After about a month since a Vernon woman’s scooter was stolen, she didn’t expect she’d see it again.
But on Feb. 12, Yvonne Carnell got a call from someone saying they knew where it was and would arrange to get it back to her.
Carnell had her 2014 Yamaha 50cc Zuma stolen mid-January from the secure parking at Tamarack II on 27th Avenue. As her only mode of transportation, the loss of the yellow and black scooter was a real hit.
“It’s kind of been another kick in the teeth for me,” Carnell told The Morning Star after it was stolen. “How do you get ahead and keep your head above water?”
She had issued a plea that no questions would be asked if the scooter, which she affectionately calls Mr. Bumble, was returned.
She called the newspaper and even put up posters in the area.
Then she received an unexpected call from someone who urged the individual who had it to give it back.
“I’ve been talking to him and told him just because he bought it off so and so doesn’t mean it’s his,” the man told Carnell. “I told him he has to suck up what he’s lost and do the right thing.”
And true to his word, the man met up with Carnell, and a friend, with Mr.

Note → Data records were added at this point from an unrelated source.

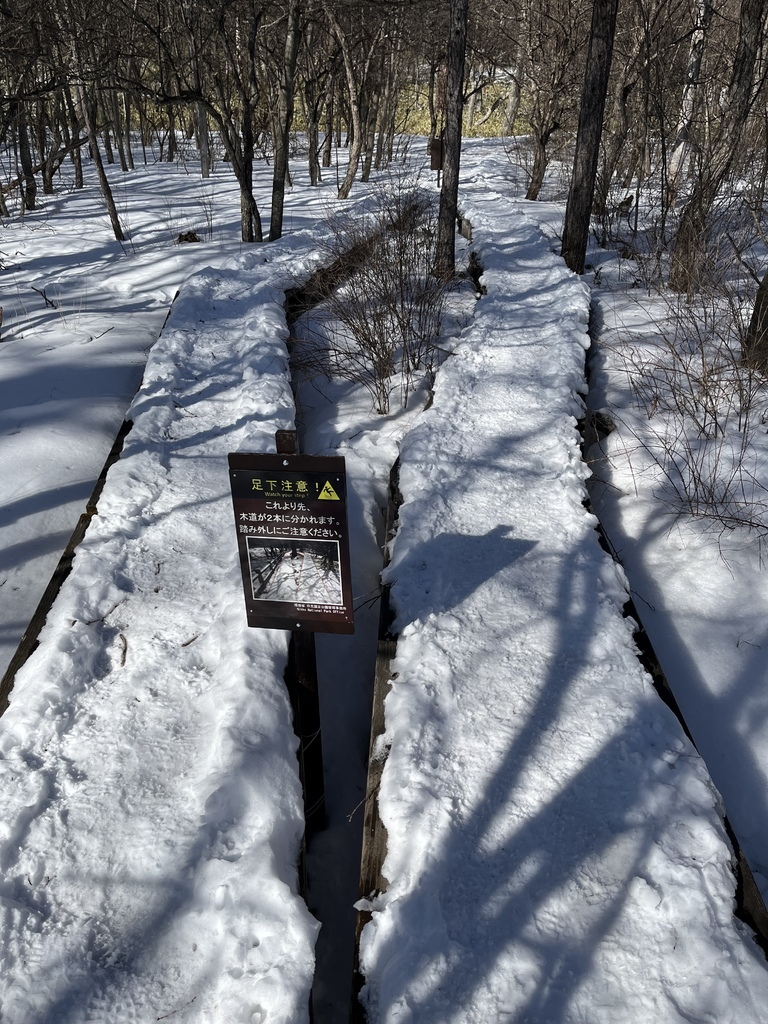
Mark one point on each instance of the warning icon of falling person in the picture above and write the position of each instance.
(328, 494)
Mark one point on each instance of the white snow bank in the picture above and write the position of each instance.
(150, 804)
(700, 586)
(555, 848)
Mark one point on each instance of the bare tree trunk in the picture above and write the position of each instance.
(541, 160)
(690, 244)
(579, 208)
(285, 117)
(29, 181)
(756, 346)
(457, 48)
(688, 102)
(355, 147)
(90, 128)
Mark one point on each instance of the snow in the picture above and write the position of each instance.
(553, 840)
(699, 585)
(556, 850)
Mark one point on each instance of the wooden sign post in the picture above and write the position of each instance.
(290, 512)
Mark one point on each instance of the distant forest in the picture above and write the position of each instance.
(684, 123)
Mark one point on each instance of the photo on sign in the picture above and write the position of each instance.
(295, 569)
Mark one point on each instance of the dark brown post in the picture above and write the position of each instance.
(301, 680)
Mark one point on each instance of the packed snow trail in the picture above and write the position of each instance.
(555, 847)
(701, 587)
(152, 811)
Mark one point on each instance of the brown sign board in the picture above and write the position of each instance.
(291, 516)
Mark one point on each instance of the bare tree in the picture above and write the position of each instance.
(579, 208)
(445, 245)
(690, 242)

Bumble.
“Two Good Samaritans in my life last night,” said Carnell, who picked it up on 26th Avenue between the recycling depot and the former Howard House.
She had a feeling it was in that area from some tips from others who had seen it.

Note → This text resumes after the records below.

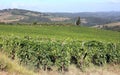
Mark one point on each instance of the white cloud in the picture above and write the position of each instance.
(114, 1)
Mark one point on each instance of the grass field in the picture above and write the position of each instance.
(60, 32)
(87, 46)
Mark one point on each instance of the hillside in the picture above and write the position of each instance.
(110, 26)
(26, 16)
(58, 50)
(87, 18)
(60, 32)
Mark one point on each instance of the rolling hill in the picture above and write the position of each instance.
(87, 18)
(110, 26)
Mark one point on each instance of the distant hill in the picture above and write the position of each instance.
(87, 18)
(111, 26)
(26, 16)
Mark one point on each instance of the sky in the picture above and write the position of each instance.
(62, 5)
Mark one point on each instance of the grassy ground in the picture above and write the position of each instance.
(9, 67)
(60, 32)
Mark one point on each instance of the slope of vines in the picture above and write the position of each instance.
(48, 53)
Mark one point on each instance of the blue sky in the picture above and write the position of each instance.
(62, 5)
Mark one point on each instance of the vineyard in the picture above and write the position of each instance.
(46, 53)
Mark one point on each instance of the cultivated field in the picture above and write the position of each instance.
(56, 48)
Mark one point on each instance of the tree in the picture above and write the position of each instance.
(78, 21)
(34, 23)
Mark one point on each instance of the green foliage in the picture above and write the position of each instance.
(78, 21)
(47, 53)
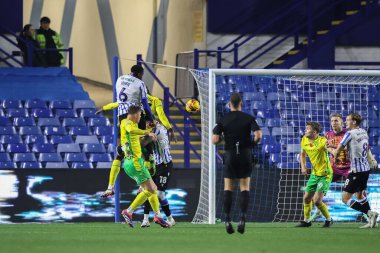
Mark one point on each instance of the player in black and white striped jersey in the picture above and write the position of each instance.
(164, 165)
(356, 141)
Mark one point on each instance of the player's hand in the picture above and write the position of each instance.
(304, 171)
(99, 111)
(107, 193)
(153, 136)
(172, 135)
(373, 164)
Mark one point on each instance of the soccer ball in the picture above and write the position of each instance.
(193, 106)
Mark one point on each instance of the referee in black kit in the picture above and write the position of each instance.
(236, 127)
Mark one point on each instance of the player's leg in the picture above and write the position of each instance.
(244, 202)
(227, 203)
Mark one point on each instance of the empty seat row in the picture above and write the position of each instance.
(56, 165)
(55, 104)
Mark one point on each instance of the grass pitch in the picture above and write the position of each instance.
(186, 238)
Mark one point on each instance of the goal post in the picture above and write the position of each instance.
(286, 82)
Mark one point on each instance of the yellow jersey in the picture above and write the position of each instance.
(318, 155)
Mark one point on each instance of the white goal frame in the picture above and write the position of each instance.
(212, 113)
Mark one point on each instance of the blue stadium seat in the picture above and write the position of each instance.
(75, 157)
(103, 130)
(24, 122)
(275, 96)
(68, 148)
(30, 130)
(49, 157)
(56, 165)
(4, 157)
(271, 148)
(81, 139)
(60, 104)
(24, 157)
(88, 113)
(42, 113)
(7, 130)
(93, 148)
(273, 122)
(9, 139)
(36, 103)
(48, 122)
(68, 122)
(98, 122)
(31, 165)
(82, 165)
(84, 104)
(17, 148)
(4, 121)
(12, 103)
(17, 112)
(103, 165)
(293, 148)
(55, 130)
(80, 130)
(107, 139)
(58, 139)
(65, 113)
(9, 165)
(43, 148)
(97, 157)
(30, 139)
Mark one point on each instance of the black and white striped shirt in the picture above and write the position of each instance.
(356, 141)
(161, 150)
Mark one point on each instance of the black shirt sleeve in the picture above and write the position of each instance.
(254, 126)
(218, 129)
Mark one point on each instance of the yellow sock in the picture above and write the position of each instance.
(307, 210)
(115, 169)
(154, 203)
(324, 210)
(140, 199)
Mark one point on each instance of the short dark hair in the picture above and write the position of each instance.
(45, 20)
(133, 109)
(137, 69)
(235, 99)
(315, 126)
(336, 115)
(356, 116)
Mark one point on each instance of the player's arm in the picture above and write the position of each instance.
(164, 120)
(107, 107)
(371, 160)
(144, 101)
(303, 162)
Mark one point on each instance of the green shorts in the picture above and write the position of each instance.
(141, 174)
(318, 184)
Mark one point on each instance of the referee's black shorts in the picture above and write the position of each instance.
(238, 165)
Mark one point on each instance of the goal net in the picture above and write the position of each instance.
(282, 102)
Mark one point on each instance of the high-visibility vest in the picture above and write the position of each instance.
(57, 41)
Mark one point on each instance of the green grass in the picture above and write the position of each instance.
(185, 237)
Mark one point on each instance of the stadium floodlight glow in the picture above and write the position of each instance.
(310, 88)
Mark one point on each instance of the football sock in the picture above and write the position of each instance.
(324, 210)
(140, 199)
(115, 169)
(307, 211)
(227, 201)
(147, 207)
(153, 200)
(244, 201)
(362, 206)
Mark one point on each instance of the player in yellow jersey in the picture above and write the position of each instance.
(314, 146)
(135, 168)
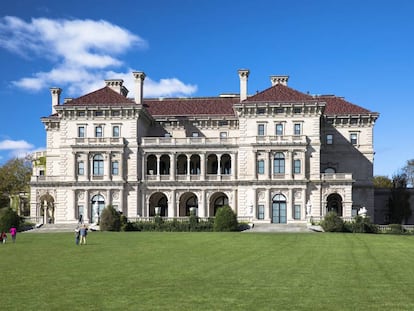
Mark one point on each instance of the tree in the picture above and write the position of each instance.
(8, 219)
(226, 219)
(110, 219)
(399, 209)
(408, 170)
(14, 179)
(382, 182)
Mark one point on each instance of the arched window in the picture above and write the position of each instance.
(81, 168)
(279, 209)
(98, 165)
(279, 163)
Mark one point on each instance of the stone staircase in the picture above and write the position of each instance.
(46, 228)
(298, 227)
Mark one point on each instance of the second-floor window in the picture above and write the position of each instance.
(329, 139)
(98, 165)
(279, 129)
(115, 131)
(260, 129)
(81, 168)
(98, 131)
(297, 129)
(354, 138)
(296, 166)
(115, 168)
(260, 167)
(279, 163)
(81, 131)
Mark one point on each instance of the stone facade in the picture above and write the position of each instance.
(279, 156)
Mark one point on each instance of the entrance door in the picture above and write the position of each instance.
(279, 212)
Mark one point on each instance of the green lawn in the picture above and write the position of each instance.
(207, 271)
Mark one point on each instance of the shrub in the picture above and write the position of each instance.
(8, 219)
(396, 229)
(361, 225)
(332, 223)
(110, 219)
(226, 219)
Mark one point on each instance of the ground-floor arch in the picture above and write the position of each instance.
(334, 204)
(188, 200)
(217, 200)
(160, 200)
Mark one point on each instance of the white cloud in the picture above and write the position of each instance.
(15, 149)
(8, 144)
(82, 54)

“I’d had a phone call from a homeless person who I pass every day on my way to work and he said to me to check out Howard House.
“I spoke to a lot of people, letter carriers, newspaper carriers, everybody was sort of looking out for it.”
While her shoulders are now sore from pushing the scooter home (it was stolen without the battery), she is thankful to have her wheels back.
“The only thing missing is the license plate. It’s been gone for four and a bit weeks and they hadn’t even popped the seat. So I got my insurance papers, thank God.”
While the initial theft was reported to police, she is just happy to have the scooter back and won’t be pursuing the matter.
“I don’t want to get the police involved,” said Carnell.